A flickerless circuit that inputs P, GP, and BP and removes flicker when converting RP, GP, and BP to an interlace signal, and outputs the progressive rate flickerless circuit and YSP and YMP at the interlace rate. A line memory B for converting the data into data (RI, GI, BI, YSI, YMI), and a YSI output from the line memory B
, An YMI output terminal for outputting the YMI output from the line memory B, an RI output terminal for outputting the RI output from the line memory B, and a GI output for the line memory B. A GI output terminal for
A BI output terminal for outputting BI which is an output of the line memory B, a PH input terminal for inputting a progressive horizontal synchronization signal (hereinafter, referred to as PH), and an interlace horizontal synchronization signal (hereinafter, referred to as IH). An input IH input terminal, a frequency divider for dividing PH so as to have the same cycle as IH, and a switch B for switching the output of the frequency divider and IH
And a switch B control signal (hereinafter, referred to as a switch B control signal) for controlling the switch B.

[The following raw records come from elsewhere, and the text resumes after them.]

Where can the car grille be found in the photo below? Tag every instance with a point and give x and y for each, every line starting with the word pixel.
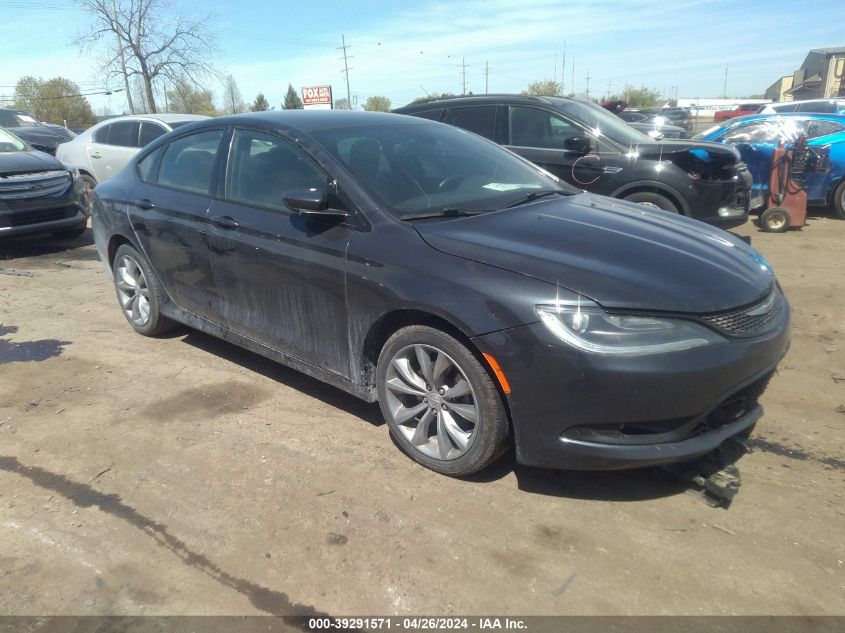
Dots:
pixel 751 320
pixel 33 185
pixel 25 218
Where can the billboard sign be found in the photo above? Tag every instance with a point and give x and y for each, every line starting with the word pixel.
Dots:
pixel 317 98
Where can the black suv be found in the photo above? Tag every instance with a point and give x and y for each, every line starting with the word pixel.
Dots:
pixel 43 137
pixel 589 147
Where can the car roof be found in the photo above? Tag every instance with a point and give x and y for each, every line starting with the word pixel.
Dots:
pixel 167 117
pixel 312 120
pixel 787 115
pixel 489 99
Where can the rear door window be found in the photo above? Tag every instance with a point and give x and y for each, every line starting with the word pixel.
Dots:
pixel 532 127
pixel 102 135
pixel 816 129
pixel 188 162
pixel 479 119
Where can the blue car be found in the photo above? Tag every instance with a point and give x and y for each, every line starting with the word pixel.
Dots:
pixel 757 135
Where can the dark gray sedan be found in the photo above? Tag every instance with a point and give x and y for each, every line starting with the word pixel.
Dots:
pixel 478 299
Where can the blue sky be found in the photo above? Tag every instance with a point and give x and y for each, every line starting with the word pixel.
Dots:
pixel 405 49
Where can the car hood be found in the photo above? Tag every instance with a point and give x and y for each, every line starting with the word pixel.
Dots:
pixel 703 151
pixel 39 135
pixel 617 253
pixel 27 161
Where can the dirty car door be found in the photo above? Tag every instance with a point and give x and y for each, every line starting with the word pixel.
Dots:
pixel 168 212
pixel 281 275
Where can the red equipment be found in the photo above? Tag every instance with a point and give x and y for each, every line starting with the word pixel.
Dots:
pixel 787 203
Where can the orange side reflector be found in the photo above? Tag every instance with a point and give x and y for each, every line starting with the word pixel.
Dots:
pixel 499 373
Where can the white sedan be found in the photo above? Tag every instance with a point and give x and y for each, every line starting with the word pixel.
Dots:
pixel 103 149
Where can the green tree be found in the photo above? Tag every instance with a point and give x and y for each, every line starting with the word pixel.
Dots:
pixel 545 88
pixel 377 104
pixel 292 100
pixel 433 97
pixel 55 100
pixel 260 104
pixel 184 98
pixel 641 97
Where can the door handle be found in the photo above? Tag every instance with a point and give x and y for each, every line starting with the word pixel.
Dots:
pixel 224 222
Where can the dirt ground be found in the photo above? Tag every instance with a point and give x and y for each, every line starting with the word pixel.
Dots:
pixel 182 475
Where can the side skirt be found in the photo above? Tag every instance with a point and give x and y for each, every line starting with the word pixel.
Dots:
pixel 190 319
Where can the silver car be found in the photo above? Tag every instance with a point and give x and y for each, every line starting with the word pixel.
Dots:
pixel 103 149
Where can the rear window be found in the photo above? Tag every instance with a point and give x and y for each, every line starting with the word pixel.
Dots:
pixel 124 134
pixel 149 133
pixel 823 107
pixel 480 119
pixel 431 115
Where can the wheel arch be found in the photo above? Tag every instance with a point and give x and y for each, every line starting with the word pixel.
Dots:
pixel 659 188
pixel 389 323
pixel 116 241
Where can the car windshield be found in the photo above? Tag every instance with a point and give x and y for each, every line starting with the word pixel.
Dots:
pixel 9 142
pixel 604 124
pixel 421 170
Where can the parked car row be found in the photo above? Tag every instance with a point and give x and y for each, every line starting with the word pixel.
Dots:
pixel 39 193
pixel 757 136
pixel 592 149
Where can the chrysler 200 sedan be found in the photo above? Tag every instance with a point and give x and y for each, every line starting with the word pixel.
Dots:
pixel 478 299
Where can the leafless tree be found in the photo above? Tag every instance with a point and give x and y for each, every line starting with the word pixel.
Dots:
pixel 232 101
pixel 154 41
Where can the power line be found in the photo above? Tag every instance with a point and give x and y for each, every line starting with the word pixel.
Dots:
pixel 346 70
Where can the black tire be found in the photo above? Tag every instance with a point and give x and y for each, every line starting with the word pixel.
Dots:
pixel 72 233
pixel 652 200
pixel 155 323
pixel 839 201
pixel 774 220
pixel 90 183
pixel 490 434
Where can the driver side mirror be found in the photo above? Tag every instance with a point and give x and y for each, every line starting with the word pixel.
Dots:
pixel 310 202
pixel 577 144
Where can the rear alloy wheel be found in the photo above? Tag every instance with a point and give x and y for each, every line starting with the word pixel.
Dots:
pixel 654 200
pixel 440 403
pixel 774 220
pixel 139 293
pixel 839 201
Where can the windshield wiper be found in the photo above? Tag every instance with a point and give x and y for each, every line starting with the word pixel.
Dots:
pixel 448 212
pixel 534 195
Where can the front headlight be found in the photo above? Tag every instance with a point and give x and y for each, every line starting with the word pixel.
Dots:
pixel 583 324
pixel 73 169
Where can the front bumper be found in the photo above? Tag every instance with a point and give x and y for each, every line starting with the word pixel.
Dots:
pixel 572 410
pixel 45 214
pixel 724 203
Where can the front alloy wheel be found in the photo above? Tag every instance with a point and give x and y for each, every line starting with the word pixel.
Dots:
pixel 431 401
pixel 440 402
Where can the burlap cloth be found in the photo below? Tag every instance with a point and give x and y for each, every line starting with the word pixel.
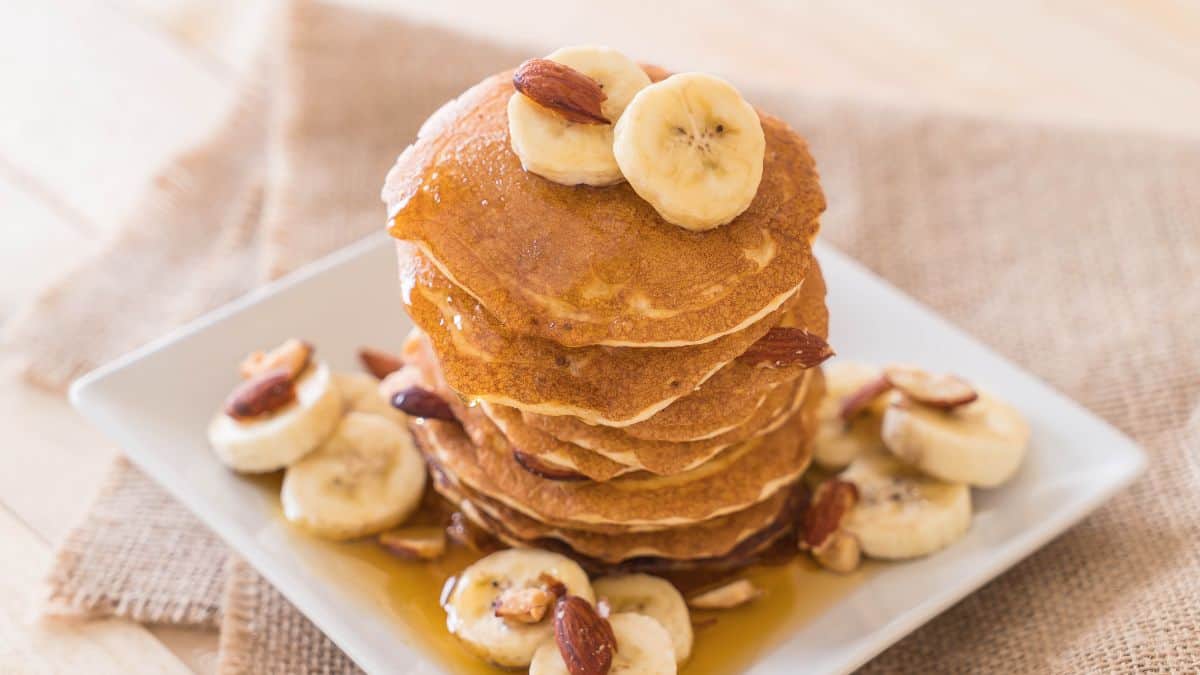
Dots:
pixel 1072 252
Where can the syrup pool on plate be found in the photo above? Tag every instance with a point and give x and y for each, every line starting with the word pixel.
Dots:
pixel 795 592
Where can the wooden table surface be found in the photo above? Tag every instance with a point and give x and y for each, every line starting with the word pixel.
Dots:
pixel 97 94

HSEL input terminal for inputting an HSEL), an output signal of the switch B (hereinafter, referred to as SH) and a P, which will be described later.
A progressive graphic display clock generation circuit for generating a clock so that edges with the LLH meet;
An H pulse generation circuit I that generates an interlaced horizontal synchronization pulse (hereinafter, referred to as PLLH) from a clock generated by the clock generation circuit, and a progressive horizontal synchronization pulse (hereinafter, PLLH2) generated from a clock generated by the clock generation circuit. H), and an H pulse generating circuit P for generating a vertical synchronizing signal (hereinafter, referred to as V).
A pulse input terminal, a control circuit B for controlling a line memory A, a frame memory, and a control circuit C described later based on V, PLLH2, and an output of the clock generation circuit; a control circuit C for the control circuit B; 3. The graphics generation circuit for a graphics display circuit according to claim 2, further comprising a control circuit C for controlling the line memory B based on a clock generated by the clock generation circuit.